Interactions in capitalism often appear quite different from what they really are. This project looks into an alternative economic structure by addressing the aspect of giving material goods away without explicit agreement for immediate or future rewards as a substitute for market or trade economy. Contrary to popular conception, there is no real evidence that societies relied primarily on trade before using money for commerce. Instead, nonmonetary societies operated largely along the principles of gift economics. When trade did in fact occur, it was usually between either complete strangers or would-be enemies.
This project is an invitation to reflect upon how we define value. People no longer see the human cooperation behind the market, which makes supply and demand possible. Human evaluations have their origin in the ability of sentient living organisms to prioritize and weigh up behaviors consciously according to self-chosen options; if they value or cherish something, that should be in the first instance a subjective appreciation. When a system becomes impure, in this case the trading values of things, they seem to gain an independent, objectified power over us. The relationships between things shape and even dominate the relationships between people on a larger economic scale – to the extent that they must constantly adjust – consciously or unconsciously – to the changing value proportions between things over which they don’t have any control anymore. This system can only be alternated by re-defining the value of things and adjusting the ritual of exchange.

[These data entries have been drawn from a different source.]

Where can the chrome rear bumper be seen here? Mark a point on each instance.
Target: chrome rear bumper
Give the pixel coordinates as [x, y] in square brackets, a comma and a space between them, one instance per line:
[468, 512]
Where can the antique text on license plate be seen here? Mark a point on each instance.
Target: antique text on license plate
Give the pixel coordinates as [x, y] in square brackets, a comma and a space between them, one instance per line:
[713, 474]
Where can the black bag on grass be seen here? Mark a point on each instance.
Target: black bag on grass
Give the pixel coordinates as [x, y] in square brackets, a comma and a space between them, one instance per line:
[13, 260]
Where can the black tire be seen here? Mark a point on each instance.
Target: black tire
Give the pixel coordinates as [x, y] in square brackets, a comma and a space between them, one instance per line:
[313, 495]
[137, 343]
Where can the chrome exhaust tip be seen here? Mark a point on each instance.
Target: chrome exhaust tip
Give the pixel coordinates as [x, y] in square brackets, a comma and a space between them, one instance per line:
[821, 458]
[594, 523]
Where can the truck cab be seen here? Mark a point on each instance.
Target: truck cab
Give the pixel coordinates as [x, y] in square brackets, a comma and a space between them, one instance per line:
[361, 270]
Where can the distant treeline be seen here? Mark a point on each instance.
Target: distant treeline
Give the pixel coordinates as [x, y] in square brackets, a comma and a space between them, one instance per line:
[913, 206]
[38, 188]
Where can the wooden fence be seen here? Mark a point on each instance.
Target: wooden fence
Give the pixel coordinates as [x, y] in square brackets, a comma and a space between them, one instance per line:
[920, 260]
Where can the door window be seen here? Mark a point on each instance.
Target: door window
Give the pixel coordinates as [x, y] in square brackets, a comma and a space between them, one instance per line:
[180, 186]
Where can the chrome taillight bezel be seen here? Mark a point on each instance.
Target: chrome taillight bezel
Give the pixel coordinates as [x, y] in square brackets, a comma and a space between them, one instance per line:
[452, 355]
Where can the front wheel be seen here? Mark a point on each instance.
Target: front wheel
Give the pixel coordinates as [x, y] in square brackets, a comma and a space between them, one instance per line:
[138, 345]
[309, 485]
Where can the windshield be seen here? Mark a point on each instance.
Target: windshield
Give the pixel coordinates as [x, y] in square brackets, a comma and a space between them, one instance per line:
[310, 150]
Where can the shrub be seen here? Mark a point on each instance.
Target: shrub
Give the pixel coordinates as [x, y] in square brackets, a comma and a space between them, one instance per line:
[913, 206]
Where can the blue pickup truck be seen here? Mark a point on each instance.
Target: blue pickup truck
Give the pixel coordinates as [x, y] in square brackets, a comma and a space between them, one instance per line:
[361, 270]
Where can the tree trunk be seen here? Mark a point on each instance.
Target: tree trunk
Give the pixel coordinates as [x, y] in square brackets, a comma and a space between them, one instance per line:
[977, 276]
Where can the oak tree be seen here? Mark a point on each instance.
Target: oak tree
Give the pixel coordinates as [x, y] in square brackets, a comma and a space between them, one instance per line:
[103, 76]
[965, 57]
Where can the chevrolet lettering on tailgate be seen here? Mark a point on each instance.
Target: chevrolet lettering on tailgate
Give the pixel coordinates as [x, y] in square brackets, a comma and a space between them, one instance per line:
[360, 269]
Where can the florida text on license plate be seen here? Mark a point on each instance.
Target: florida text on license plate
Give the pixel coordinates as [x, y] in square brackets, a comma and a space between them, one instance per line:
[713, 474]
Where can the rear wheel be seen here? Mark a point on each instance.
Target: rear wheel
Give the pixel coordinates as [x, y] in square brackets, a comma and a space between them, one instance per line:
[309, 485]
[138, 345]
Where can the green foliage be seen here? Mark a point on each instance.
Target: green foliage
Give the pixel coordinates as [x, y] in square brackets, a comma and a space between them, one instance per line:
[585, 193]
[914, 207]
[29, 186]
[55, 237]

In this show I collected 86 things of various nature, of value to me and re-distributed them into a system where the effects of a certain act are not to be forecasted by logic. The system works as a method and can be applied by anyone. The objects displayed in my case were often intercoms to a memory, indicating special events in my life. It plays with the aspects of found objects after someone’s physical disappearance through for example death. In this way the exhibition also functions as a construction and deconstruction of a personal life and the symbols that it is portrayed by. In order to divert from the art object fetishism and the market value of the (art)product, the show was made in order to disappear during the course of the exhibition. The objects on display in the exhibition, varying between objects with personal histories, photographs, gifts and art objects, were to be taken by the audience as a gift (for free) signed by the artist. On the first day 69 objects had vanished. The exhibition vanished completely during its time on display.
Instruction
1 — Select 86 objects that you have kept for over 10 years and that you are attached too, but you do not really need. 2 — Catalogue all of the items.
3 — Give them away.
We are closer to having than to being. Objects represent fragments of the world that surrounds us. They define the boundaries of a place we can not leave. In which the objects own us as much as we own them. And yet we care so little for the lives of things. We are such poor neighbors to the things that surround us, locking them up in boxes and subjecting them to our narratives, the fictions and dreams we weave around our past. The objects never had the ambition to become icons.
In an ethnographic museum, among a jumble of objects from distant sources was a show on Polynesian artifacts. A text explained that within Polynesian cultures your richness is defined by what you can give away instead of what you own. The more you give away the more valuable become the things that stay behind.